This new engine brings together state-of-the-art innovations from four different browsers to create a new super CSS engine.

It takes advantage of modern hardware, parallelizing the work across all of the cores in your machine. This means it can run up to 2 or 4 or even 18 times faster.

On top of that, it combines existing state-of-the-art optimizations from other browsers. So even if it weren’t running in parallel, it would still be one fast CSS engine.

But what does the CSS engine do? First let’s look at the CSS engine and how it fits into the rest of the browser. Then we can look at how Quantum CSS makes it all faster.

What does the CSS engine do?

The CSS engine is part of the browser’s rendering engine. The rendering engine takes the website’s HTML and CSS files and turns them into pixels on the screen.

Each browser has a rendering engine. In Chrome, it’s called Blink. In Edge, it’s called EdgeHTML. In Safari, it’s called WebKit. And in Firefox, it’s called Gecko.

To get from files to pixels, all of these rendering engines basically do the same things:

Parse the files into objects the browser can understand, including the DOM. At this point, the DOM knows about the structure of the page. It knows about parent/child relationships between elements. It doesn’t know what those elements should look like, though.
Figure out what the elements should look like. For each DOM node, the CSS engine figures out which CSS rules apply. Then it figures out values for each CSS property for that DOM node.
Figure out dimensions for each node and where it goes on the screen. Boxes are created for each thing that will show up on the screen. The boxes don’t just represent DOM nodes… you will also have boxes for things inside the DOM nodes, like lines of text.
Paint the different boxes. This can happen on multiple layers. I think of this like old-time hand drawn animation, with onionskin layers of paper. That makes it possible to just change one layer without having to repaint things on other layers.
Take those different painted layers, apply any compositor-only properties like transforms, and turn them into one image. This is basically like taking a picture of the layers stacked together. This image will then be rendered on the screen.

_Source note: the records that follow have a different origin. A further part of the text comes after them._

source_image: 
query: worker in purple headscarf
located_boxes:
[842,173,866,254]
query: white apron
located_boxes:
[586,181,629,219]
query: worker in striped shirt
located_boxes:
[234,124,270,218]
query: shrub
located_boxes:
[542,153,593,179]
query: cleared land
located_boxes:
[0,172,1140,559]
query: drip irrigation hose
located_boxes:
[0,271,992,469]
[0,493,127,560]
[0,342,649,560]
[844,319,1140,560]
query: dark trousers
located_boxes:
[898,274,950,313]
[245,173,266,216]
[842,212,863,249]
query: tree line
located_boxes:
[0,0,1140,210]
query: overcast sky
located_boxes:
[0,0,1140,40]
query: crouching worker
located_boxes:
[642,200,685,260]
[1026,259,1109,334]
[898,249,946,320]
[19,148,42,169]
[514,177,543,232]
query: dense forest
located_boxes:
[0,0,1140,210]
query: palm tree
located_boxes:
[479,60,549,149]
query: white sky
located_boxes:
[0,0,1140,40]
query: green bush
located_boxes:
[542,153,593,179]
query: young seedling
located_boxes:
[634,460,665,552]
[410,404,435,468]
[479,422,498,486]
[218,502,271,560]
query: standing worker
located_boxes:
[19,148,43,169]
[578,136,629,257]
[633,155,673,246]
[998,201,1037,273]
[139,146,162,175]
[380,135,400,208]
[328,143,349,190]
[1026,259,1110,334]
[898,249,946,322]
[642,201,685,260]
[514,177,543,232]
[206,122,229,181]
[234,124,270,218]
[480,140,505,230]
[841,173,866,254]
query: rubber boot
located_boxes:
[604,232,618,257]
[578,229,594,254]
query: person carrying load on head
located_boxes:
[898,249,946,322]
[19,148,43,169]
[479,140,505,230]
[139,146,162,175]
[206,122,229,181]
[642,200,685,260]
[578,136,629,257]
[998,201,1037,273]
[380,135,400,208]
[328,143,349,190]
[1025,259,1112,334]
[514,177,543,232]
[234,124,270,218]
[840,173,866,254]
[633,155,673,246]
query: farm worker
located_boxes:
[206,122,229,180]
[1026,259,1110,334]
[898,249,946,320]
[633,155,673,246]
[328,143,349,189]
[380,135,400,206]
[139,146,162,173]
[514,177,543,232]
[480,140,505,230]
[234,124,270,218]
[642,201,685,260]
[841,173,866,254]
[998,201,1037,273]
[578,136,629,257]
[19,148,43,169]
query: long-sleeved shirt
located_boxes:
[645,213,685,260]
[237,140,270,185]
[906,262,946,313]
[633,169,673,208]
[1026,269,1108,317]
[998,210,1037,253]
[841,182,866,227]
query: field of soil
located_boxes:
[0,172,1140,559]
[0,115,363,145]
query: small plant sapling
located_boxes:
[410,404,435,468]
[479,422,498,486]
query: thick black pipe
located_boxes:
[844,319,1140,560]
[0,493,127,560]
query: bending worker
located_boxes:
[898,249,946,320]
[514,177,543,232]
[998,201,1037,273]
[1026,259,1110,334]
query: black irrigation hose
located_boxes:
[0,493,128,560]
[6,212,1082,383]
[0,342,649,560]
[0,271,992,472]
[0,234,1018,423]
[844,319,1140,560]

This means when it starts calculating the styles, the CSS engine has two things:

a DOM tree
a list of style rules

It goes through each DOM node, one by one, and figures out the styles for that DOM node. As part of this, it gives the DOM node a value for each and every CSS property, even if the stylesheets don’t declare a value for that property.

I think of it kind of like somebody going through and filling out a form. They need to fill out one of these forms for each DOM node. And for each form field, they need to have an answer.

To do this, the CSS engine needs to do two things:

figure out which rules apply to the node — aka selector matching
fill in any missing values with values from the parent or a default value—aka the cascade

Selector matching

For this step, we’ll add any rule that matches the DOM node to a list. Because multiple rules can match, there may be multiple declarations for the same property.

Plus, the browser itself adds some default CSS (called user agent style sheets). How does the CSS engine know which value to pick?

This is where specificity rules come in. The CSS engine basically creates a spreadsheet. Then it sorts the declarations based on different columns.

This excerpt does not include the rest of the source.